Edited to add my own observations of spending a lot of time in 410 and quite a bit of that time during the rut. You will see groups of does in the heat of the rut that don’t have a buck checking them out. Over the last 10 years I’ve started noticing it more and more here in eastern Montana. Groups of does that don’t have a buck hanging with them. There use to always be a smaller buck always hanging with does during the rut but that seems to have changed around here.
No offense, but it seems like a stretch.

Most research suggests with ~10-15:100 bucks per doe ratio basically every doe is still getting bred. That would mean that the buck:doe ratio would have to be significantly below that, 5:100, maybe less?. I didn't see any numbers in that report that gave quantitative numbers for buck to doe, but I would really have to dig in the research to see an instance where the buck:doe ratios were low enough to affect pregnancy rates at all, let alone pregnancy rates to the amount that causes fawn:doe ratios that low.

The most likely answer is something affecting female body condition...
 
No offense, but it seems like a stretch.

Most research suggests with ~10-15:100 bucks per doe ratio basically every doe is still getting bred. That would mean that the buck:doe ratio would have to be significantly below that, 5:100, maybe less?. I didn't see any numbers in that report that gave quantitative numbers for buck to doe, but I would really have to dig in the research to see an instance where the buck:doe ratios were low enough to affect pregnancy rates at all, let alone pregnancy rates to the amount that causes fawn:doe ratios that low.

The most likely answer is something affecting female body condition...

Could be a stretch. The coyote numbers in 410 are unreal in the areas I’ve hunted as well. Lots of bones in each draw
 
Have no idea if this has any legs to stand on but could it be lots of open does from literally anything with a set of antlers gets shot that there are just some does that aren’t getting bred when they cycle?


Edited to add my own observations of spending a lot of time in 410 and quite a bit of that time during the rut. You will see groups of does in the heat of the rut that don’t have a buck checking them out. Over the last 10 years I’ve started noticing it more and more here in eastern Montana. Groups of does that don’t have a buck hanging with them. There use to always be a smaller buck always hanging with does during the rut but that seems to have changed around here.
I would think that for the most part, until buck:doe ratios start dipping below that 10:100 threshold, does are getting bred.

I think what’s been happening particularly over the last few years is that with drought and nutritional stress, does are either not carrying to full term, having singles instead of doubles, having smaller/weaker fawns that don’t make it past the neonate period, or aren’t lactating well enough to maintain healthy/living fawns to weaning.
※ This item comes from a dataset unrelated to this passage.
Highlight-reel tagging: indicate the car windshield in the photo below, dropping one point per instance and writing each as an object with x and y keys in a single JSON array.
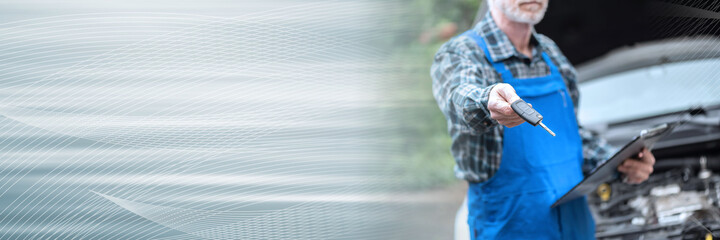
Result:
[{"x": 650, "y": 91}]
And, the ones that are successful in one year or two years are then in a nutritional deficit such that the following year they won’t be successful. That happens anyway to some extent but is exacerbated in drought years. The Hamlin and Mackie study about mule deer in the breaks speaks to this. Couple that with everything else (buck hunting pressure, a bad winter, predation, etc.) over several years and this is what we see, and will see, until we get a few good years under our belts.
 
Could be a stretch. The coyote numbers in 410 are unreal in the areas I’ve hunted as well. Lots of bones in each draw
Agreed - coyote numbers in that unit are crazy. Run into them in the middle of the day - even in archery.